RH Paris Opens on the Champs-Élysées
The brand's latest European venture is an ode to architecture, design, food, and wine

A seven-story ode to architecture, design, food, and wine, RH Paris, The Gallery on the Champs-Élysées, officially opens its doors Friday, unveiling the brand’s latest European venture. Located just off the Avenue Montaigne—a stunning thoroughfare at the epicenter of fashion and luxury—the location marks what chairman and CEO Gary Friedman vows in a letter to Paris as the beginning of what he envisions as a permanent future in the city.
“In Paris, the measure is eternity,” he wrote. “This we know, and have built accordingly.” As such, the store is more than a showroom, with manicured gardens and limestone paths separating a freestanding RH Interior Design Studio from the main venue. Once inside the cast medallion bronze doors, visitors move into the Architecture & Design Library, stocked with rare books and printings.

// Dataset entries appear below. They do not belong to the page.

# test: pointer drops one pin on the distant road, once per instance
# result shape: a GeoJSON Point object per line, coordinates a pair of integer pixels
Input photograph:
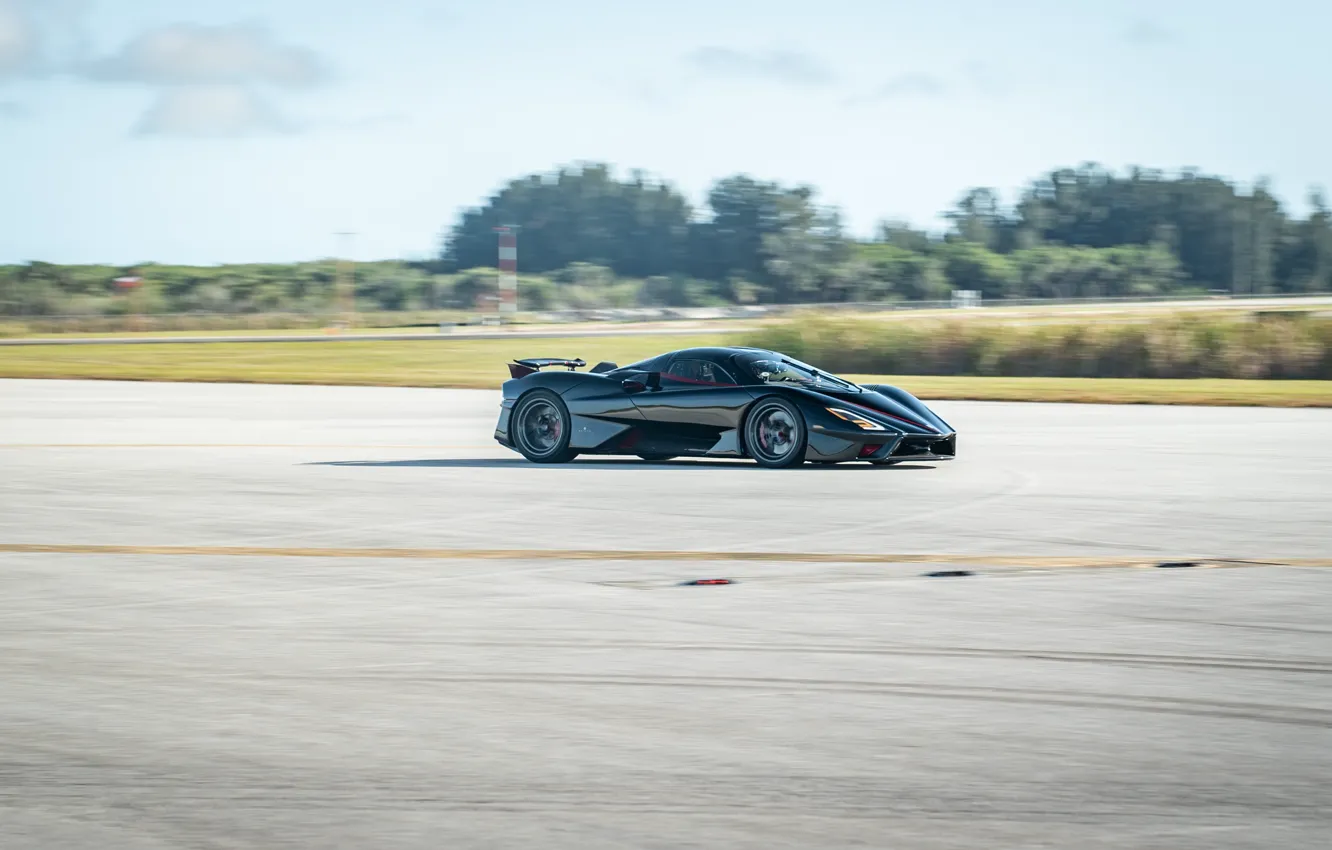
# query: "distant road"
{"type": "Point", "coordinates": [369, 337]}
{"type": "Point", "coordinates": [695, 327]}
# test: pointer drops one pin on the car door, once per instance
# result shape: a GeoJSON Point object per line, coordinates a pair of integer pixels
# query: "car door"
{"type": "Point", "coordinates": [694, 392]}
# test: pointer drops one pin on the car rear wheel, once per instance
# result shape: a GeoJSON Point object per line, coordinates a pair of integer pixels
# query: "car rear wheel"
{"type": "Point", "coordinates": [541, 428]}
{"type": "Point", "coordinates": [774, 433]}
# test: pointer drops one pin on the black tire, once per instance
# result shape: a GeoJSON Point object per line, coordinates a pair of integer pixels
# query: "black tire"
{"type": "Point", "coordinates": [541, 428]}
{"type": "Point", "coordinates": [775, 434]}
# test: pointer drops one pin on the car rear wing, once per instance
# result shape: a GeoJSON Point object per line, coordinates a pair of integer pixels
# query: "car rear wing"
{"type": "Point", "coordinates": [522, 368]}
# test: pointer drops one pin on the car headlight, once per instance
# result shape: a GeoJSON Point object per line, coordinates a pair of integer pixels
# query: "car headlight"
{"type": "Point", "coordinates": [857, 420]}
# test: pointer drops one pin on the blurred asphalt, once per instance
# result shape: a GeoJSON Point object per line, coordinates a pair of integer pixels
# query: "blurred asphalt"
{"type": "Point", "coordinates": [216, 701]}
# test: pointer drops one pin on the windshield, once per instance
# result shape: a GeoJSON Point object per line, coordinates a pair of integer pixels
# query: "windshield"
{"type": "Point", "coordinates": [785, 371]}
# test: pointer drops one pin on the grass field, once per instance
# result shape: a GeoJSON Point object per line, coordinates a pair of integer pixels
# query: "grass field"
{"type": "Point", "coordinates": [481, 364]}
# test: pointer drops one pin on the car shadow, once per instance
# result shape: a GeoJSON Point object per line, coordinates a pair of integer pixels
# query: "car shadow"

The location also offers several dining options including a second-floor terrace that is home to Le Jardin RH, where guests are welcomed to enjoy American and Mediterranean classics under a Grand Palais-inspired glass-and-steel ceiling. One floor up from there is The World of RH Bar & Lounge, featuring wine and craft cocktails. Lastly, the location houses Le Petit RH, where visitors can savor epicurean cuisine in the dining room coated in champagne lacquered walls beneath a ceiling constructed of 7,000 individually handblown glass polyhedrons, or head for a table at the garden rooftop to take in sweeping views of the Eiffel Tower, Grand Palais, and more.
Wining and dining aside, each level features artistic installations of furniture, artifacts, antiques, and art in a gallery setting punctuated by carefully curated pieces for the home. “While RH Paris may not sound like a store, it’s not meant to be,” says Friedman. “Most retail stores are archaic windowless boxes that lack any sense of humanity. That’s why we don’t build retail stores. We build inspiring spaces. Spaces that blur the lines between residential and retail, indoors and outdoors, home and hospitality. Spaces that activate all of the senses, and spaces that cannot be replicated online.”